Thoughts about “the watch and wait” approach.

Other factors are your weight (loss?), blood tests (cbc, cmp), PFT results and of course cough frequency.
If you don't trust this Dr by all means get a second opinion, maybe an ID which is actually a nice addition to having a pulminologist

😊 thank you

This is interesting to us as my wife is newly diagnosed.
No infection currently but coughing and mucus every hour except for a 2-3hr stretch in the early morning.
She has not yet received any lung clearance instructions and her Mayo pulmonologist isn't scheduled to be available for an appointment for 6-8 weeks. We'd like to not wait if lung clearance can help in the meantime. Thanks for any suggestions.

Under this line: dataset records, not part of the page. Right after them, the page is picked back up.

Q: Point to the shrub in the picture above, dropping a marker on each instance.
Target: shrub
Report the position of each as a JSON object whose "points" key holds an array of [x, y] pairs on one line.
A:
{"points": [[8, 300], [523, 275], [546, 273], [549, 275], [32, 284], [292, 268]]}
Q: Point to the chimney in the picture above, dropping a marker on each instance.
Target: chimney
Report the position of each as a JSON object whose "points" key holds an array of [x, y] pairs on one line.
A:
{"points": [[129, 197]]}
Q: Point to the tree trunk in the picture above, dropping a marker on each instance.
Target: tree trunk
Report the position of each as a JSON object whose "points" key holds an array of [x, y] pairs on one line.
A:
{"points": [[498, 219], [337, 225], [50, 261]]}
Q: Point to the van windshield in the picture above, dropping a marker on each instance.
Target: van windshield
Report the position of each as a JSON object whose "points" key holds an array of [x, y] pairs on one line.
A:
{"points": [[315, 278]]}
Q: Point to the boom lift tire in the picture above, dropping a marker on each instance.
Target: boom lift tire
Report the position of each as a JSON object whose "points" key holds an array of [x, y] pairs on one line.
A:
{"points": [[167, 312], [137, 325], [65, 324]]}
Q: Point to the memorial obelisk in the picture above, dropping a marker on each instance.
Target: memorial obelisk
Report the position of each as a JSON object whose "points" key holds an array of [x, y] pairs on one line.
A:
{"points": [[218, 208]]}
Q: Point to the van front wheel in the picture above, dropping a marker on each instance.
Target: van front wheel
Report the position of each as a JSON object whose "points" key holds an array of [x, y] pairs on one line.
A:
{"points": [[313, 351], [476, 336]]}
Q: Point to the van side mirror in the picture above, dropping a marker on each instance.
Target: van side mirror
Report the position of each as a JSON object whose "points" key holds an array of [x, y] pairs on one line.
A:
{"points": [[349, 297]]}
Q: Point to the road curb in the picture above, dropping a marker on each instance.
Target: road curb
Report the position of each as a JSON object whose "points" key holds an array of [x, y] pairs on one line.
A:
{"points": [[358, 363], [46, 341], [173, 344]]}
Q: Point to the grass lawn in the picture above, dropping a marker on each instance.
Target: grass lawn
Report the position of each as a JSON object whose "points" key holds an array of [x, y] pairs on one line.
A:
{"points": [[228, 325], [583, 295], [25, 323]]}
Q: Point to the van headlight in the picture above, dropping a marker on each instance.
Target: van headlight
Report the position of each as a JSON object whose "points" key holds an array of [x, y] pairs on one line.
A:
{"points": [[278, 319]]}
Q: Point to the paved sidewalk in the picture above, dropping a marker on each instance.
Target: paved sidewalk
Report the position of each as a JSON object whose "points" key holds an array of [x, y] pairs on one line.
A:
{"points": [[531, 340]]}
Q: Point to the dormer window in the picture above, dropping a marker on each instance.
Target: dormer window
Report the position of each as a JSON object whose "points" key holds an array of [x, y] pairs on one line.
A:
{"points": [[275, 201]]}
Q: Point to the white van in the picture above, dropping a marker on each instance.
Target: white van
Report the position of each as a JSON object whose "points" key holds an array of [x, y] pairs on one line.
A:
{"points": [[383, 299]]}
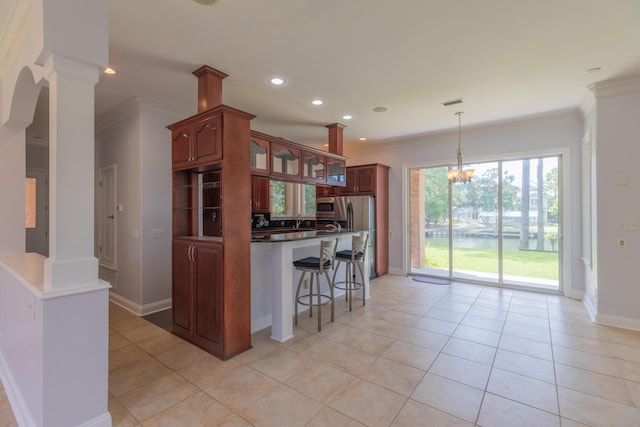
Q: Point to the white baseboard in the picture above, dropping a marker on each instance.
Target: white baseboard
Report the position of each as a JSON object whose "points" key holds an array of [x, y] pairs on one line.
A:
{"points": [[16, 400], [103, 420], [137, 309], [261, 323], [590, 305], [618, 321]]}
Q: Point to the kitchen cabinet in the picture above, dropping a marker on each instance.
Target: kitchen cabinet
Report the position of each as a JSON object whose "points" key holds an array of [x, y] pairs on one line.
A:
{"points": [[314, 167], [197, 293], [373, 179], [196, 143], [260, 195], [259, 156], [336, 169], [285, 161], [360, 180], [211, 286], [327, 191]]}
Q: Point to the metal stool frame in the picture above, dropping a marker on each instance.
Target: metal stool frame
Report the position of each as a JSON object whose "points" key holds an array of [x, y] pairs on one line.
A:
{"points": [[316, 267], [354, 260]]}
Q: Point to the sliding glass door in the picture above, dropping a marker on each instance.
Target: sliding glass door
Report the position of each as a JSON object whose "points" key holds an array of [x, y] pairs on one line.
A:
{"points": [[501, 228]]}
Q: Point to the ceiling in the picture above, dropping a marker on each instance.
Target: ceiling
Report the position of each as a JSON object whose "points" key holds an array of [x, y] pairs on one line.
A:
{"points": [[505, 58]]}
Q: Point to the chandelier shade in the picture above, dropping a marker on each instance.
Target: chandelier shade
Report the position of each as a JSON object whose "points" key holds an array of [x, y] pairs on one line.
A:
{"points": [[459, 175]]}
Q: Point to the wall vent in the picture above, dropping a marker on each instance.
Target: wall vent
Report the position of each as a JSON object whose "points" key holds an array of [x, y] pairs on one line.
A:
{"points": [[452, 102]]}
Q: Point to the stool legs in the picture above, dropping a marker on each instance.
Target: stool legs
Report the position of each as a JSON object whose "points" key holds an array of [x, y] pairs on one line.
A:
{"points": [[319, 296]]}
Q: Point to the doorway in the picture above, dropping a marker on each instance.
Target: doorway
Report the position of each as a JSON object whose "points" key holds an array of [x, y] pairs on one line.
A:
{"points": [[37, 211], [107, 218], [502, 228]]}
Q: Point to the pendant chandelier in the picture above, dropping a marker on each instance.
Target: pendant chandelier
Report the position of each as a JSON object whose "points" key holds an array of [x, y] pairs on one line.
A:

I was diagnosed with MAC a year ago along with H-influlenza. Treatment for H-flu relieved my fatigue and greatly reduced my cough and congestion. When I was reluctant to start the Big 3, after watching videos and reading of experiences on this and other support networks, my pulmonologist referred me to Dr. Winthrop at OHSU. Dr. Winthrop concurred that treatment would likely be needed, but offered the option of being on a drug trial for six months. I chose to do that and started in July on either clofazamine or placebo. I send sputum samples every other week and have an ECG once a month, saw him at the beginning and half-way point for bloodwork and other testing. All will be repeated at the end in January along with a CT scan which will reveal how well my lungs are doing.
I figured I couldn't get more careful "watching" than that. I nebulize 7% saline 2 x daily, use the Aerobika and walk almost every day. Neither he nor I know whether I'm on the drug or placebo. I was thinking placebo since I've noticed no side effects, but apparently my ECG does show an effect that has Dr. Winthrop convinced I'm on the real drug. He doesn't get the results of the sputum samples and will have to do his own and at the end of the trial. That and the CT scan in January will determine what options are open next, but though my sputum still shows bits of green, my cough and congestion are definitely improved.
Either way, I feel good about contributing to the research, and, with any luck, vigilant airway clearance and exercise will be enough to keep my MAC and bronchiectasis from doing more damage. Thats my 2-cents on watching and waiting. Wish me luck in January!
Anna

Do you have nodules and escerbations? There are certain criteria for tx with meds. I'm in watchful waiting too, with mycrobacterium lentiflavin.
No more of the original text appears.